The Impossibility of Empathy

Empathy could be defined as ‘the ability to identify with the feelings of the other’. More broadly, it could also be ‘the ability to understand and share the feelings of the other.’ The former is a more specific claim where the reflective person is in commune with the sufferer and is able to step inside her shoes with a metaphysical unison. My claim is that empathy, in its more precise meaning, is an impossible virtue. Perhaps, the alternate penumbral conception is, then, our best hope. This need not necessarily be an evil conclusion, but it does challenge some self-deception. I shall summarize my two arguments for this proposition below.

1. Can we actually claim to know ourselves with any degree of security? If one takes an existentialist line, knowing oneself is an ongoing organic process. This is dialogic inasmuch as one identifies oneself in relation with others and at the same time conceptualizes the other from her own judgment. It is an interpretive process where one tries to ‘fit’ one’s self in the historical unfolding of the ‘being’ as a cultural, moral and contextual phenomenon as well as traversing the realms of perception, reflection, negation and assimilation in engaging with one’s people, place, pariah and paradise. None of this is a solid category and all of them stake an elusive truth. This is also not to suggest that we are like blobs of nebula. We do arrive at some self-conceptualization, howsoever malleable it be. There is a point of departure in our journey, howsoever ephemeral it be. And even if it is chaotic we do find ourselves at some point whether in limbo or outside it, howsoever, permeable the boundary be. Yet, this is a deeply personal process (one could here say that this is contradictory since ‘personal’ would pre-suppose ‘person’, at the same time, I believe ‘private’ and ‘individualist’ would be further off-radar.) It is a life-sapping endeavour. Most of us either ignore it completely or push it to the farthest point in oblivion. That being so, it is impossible for us to ever ‘know’ anyone. These points of departures and transitions are important reference points in our quest for finding ourselves and these points vary across people and any similarity is at best a co-incidence. Thus even if we assume that we do come to find, know and define ourselves with reasonable security, it is impossible and, on occasions, invasive on our part to do the same for others. When knowing someone is improbable, it is presumptuous to suggest that identifying with the other is possible.
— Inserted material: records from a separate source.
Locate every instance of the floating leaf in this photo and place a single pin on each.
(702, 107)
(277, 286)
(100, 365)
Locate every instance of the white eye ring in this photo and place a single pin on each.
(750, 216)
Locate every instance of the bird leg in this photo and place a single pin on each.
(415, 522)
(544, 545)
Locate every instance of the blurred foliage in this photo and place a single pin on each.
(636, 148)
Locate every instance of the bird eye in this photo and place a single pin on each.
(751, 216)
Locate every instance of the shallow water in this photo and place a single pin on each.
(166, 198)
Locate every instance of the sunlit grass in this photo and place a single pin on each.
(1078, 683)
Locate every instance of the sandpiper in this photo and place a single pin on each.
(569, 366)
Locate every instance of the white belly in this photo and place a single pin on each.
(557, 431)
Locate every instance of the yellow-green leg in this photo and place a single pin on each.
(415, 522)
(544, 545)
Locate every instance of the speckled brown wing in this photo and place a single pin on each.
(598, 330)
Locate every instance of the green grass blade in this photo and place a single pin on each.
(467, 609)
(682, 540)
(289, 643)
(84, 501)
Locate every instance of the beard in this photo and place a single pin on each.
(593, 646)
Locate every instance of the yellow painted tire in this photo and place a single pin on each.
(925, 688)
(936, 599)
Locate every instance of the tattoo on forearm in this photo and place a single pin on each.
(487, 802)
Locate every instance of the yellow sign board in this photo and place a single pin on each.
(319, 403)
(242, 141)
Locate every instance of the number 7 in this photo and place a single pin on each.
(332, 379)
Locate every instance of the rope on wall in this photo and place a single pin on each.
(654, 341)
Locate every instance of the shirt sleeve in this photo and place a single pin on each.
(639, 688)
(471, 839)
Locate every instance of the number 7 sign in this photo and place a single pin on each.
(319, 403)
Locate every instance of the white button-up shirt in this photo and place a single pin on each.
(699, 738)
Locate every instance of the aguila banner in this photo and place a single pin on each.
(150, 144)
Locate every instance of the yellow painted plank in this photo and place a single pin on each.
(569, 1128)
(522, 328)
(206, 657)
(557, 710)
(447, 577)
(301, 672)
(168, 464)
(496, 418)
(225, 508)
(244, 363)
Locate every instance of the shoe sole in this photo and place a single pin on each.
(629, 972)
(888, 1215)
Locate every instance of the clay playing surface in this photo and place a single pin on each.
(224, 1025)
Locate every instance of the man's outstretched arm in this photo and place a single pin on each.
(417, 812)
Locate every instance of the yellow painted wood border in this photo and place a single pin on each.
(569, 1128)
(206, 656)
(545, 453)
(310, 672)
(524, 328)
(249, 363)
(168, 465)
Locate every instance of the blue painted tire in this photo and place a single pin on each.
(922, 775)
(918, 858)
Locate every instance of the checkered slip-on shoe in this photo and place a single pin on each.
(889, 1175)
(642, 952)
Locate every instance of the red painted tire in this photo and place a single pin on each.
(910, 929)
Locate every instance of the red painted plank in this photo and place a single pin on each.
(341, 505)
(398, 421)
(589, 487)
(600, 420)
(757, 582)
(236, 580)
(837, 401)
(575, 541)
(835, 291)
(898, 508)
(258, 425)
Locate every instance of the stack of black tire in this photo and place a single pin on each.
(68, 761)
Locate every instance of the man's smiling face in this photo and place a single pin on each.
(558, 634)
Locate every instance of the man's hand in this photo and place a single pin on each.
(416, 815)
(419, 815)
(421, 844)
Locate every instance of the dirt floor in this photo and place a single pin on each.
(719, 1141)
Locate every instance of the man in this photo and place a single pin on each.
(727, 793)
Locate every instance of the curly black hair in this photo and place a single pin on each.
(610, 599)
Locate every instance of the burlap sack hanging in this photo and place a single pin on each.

2. The next aspect is about ‘feeling’. ‘Feeling’ also is a function of self and the same argument, pari passu could be rehearsed here. Nonetheless, one could also adopt a different line of reasoning. Besides the fact that a tragedy strikes its primary victim differently than its secondary witness (primary victim being its immediate recipient and secondary victim gets affected by it in a mediated manner mediated by a third person or situational asymmetry), it strikes even the primary victims differently (this needs to be read with the argument made above regarding ‘knowing’ one’s self). Has not already the massacre killing about a dozen journalists and cartoon-makers in Paris and that which killed about 2000 people in Nigeria marking it the deadliest in recent times affected us differently? Not everyone in Paris and Nigeria has been scarred in the same manner, we aren’t sure if we have even been properly slapped here, let alone bruised. One could add several layers of complications here drawing on the concentric circles of personal relations, but I hope the point has been driven home.

What is being argued above is not an advocacy for insensitivity but about uncovering the limits of our sharing. It is not suggested, even remotely, that we should stop being concerned about calamities that ravish the lives of people. It is only a proposal for us to be fair not only to ourselves but also to those for whom our prayers and sympathies are directed. Lastly, we ought to be empathetic at least in the penumbral sense, because sentience is an important attribute that makes us a community of people. Our conversations and quest for finding our selves would be muffled and snapped without it.